I’m picking up a new Google Pixel and want to put GrapheneOS on it. Heard about Graphene since before their splits at CopperHead, but I havent had the chance the try the OS out. So I searched around and GrapheneOS allowed Google Play sandbox.
Does this function similar to a “Private Space” on newer Android or “Secure Folder” on Samsung? So I can enjoy the Graphene stuff but whenever I need Google Play specific apps, I use the sandbox environment?
Mostly, I will be using bank apps under the sandbox. Are there problems with OTP in this environment? In Samsung’s Secure Folder, my bank app will have problems sending OTP unless I send it outside, i.e. out of Secure Folder.
It isn’t really an environment. You can install the Google apps without granting them a single permission and it will still work. What the sandbox does is trick it into thinking it has full root access like it’s supposed to have. While remaining like any other installed app: you’re in control.
You could make a second profile and run it solely in there if you like none of that.
An alternative to the Play Store to install apps from is Aurora Store which is basically Google Play but without needing an account. (Though some have pointed out this is insecure and unsafe, but I find that to be over the top. It really depends what your security thread level is.)

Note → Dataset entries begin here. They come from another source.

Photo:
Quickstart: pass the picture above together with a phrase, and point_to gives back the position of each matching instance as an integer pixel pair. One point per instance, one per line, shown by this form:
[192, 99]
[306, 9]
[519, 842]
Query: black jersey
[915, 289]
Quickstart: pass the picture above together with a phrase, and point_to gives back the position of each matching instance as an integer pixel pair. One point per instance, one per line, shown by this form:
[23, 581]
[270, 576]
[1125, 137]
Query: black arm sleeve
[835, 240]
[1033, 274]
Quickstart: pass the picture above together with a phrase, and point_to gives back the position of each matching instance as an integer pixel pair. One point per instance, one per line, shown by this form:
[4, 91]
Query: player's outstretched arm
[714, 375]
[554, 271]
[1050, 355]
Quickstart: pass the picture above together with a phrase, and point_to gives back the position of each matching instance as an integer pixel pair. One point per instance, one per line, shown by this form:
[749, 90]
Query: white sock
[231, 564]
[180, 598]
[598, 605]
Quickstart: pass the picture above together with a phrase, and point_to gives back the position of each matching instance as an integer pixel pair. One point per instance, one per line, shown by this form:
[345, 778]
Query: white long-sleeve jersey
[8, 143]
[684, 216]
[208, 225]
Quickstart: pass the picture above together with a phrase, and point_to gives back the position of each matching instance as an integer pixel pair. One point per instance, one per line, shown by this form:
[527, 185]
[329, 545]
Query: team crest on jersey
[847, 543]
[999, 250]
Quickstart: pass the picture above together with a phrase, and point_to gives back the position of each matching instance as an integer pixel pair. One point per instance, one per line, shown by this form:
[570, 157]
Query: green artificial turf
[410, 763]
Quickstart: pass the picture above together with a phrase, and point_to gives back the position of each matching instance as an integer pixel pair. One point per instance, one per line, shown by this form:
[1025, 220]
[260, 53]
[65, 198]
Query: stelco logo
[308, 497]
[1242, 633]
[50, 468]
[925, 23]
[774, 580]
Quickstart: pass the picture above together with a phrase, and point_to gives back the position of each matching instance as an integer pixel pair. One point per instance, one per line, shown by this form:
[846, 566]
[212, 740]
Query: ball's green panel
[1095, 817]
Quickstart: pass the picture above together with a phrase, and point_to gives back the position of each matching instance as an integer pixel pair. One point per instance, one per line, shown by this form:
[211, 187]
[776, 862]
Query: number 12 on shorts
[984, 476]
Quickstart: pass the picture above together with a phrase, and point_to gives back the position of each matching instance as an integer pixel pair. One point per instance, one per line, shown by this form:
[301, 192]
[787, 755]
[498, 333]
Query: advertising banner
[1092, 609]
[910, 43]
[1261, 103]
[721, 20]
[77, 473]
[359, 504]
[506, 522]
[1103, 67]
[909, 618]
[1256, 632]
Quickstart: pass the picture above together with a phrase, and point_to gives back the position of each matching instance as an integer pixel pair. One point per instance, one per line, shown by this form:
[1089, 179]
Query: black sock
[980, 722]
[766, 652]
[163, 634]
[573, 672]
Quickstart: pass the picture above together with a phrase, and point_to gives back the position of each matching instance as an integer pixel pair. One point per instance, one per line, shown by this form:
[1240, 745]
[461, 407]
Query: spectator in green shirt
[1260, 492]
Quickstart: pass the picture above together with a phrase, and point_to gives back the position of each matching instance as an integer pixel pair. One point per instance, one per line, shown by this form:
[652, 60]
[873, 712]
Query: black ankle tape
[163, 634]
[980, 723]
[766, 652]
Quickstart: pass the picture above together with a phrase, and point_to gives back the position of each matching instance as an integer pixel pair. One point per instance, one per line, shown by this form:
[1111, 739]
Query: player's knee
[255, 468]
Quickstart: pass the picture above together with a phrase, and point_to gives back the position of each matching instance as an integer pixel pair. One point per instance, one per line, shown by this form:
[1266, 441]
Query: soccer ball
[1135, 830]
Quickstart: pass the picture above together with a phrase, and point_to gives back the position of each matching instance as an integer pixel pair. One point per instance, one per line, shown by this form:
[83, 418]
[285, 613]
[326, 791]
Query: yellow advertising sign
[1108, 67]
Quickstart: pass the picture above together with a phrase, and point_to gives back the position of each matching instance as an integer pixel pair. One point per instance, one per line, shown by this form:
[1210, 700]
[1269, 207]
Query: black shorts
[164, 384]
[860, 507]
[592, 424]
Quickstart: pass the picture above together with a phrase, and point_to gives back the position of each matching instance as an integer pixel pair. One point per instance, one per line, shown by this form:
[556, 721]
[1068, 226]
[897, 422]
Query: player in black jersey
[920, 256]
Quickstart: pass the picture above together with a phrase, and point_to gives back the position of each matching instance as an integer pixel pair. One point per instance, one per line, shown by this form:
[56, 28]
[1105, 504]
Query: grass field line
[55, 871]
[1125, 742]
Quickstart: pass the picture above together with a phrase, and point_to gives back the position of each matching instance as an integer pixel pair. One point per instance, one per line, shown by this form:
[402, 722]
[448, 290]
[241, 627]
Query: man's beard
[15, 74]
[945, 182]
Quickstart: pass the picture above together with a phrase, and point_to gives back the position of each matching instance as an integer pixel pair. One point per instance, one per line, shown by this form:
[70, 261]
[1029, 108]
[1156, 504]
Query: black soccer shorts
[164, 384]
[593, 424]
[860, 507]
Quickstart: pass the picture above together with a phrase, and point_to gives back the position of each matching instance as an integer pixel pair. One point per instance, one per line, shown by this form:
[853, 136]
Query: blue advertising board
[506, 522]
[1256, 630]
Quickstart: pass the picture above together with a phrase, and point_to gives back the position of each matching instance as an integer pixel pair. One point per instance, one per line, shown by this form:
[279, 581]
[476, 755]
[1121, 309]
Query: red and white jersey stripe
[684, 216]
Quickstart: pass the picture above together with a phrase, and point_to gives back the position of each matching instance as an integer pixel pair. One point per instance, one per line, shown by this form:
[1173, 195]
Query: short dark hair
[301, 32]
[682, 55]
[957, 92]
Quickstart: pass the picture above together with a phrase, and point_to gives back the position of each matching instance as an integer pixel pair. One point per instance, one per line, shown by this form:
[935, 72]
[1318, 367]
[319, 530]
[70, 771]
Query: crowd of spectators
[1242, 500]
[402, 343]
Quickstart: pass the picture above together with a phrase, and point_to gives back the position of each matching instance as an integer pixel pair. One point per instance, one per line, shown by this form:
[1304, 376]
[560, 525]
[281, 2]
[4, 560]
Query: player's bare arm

You can use banking apps in the private space included only in the stock launcher (which I ditched because it lacks customisation). Not sure if you can put the Google sandbox in there though. Why not make a second profile on the phone only for banking/google use? It’s practically the same as secure folder and you can even apply 2FA if you want to login to the profile.
As someone else mentioned: do check for your bank app’s compatibility here.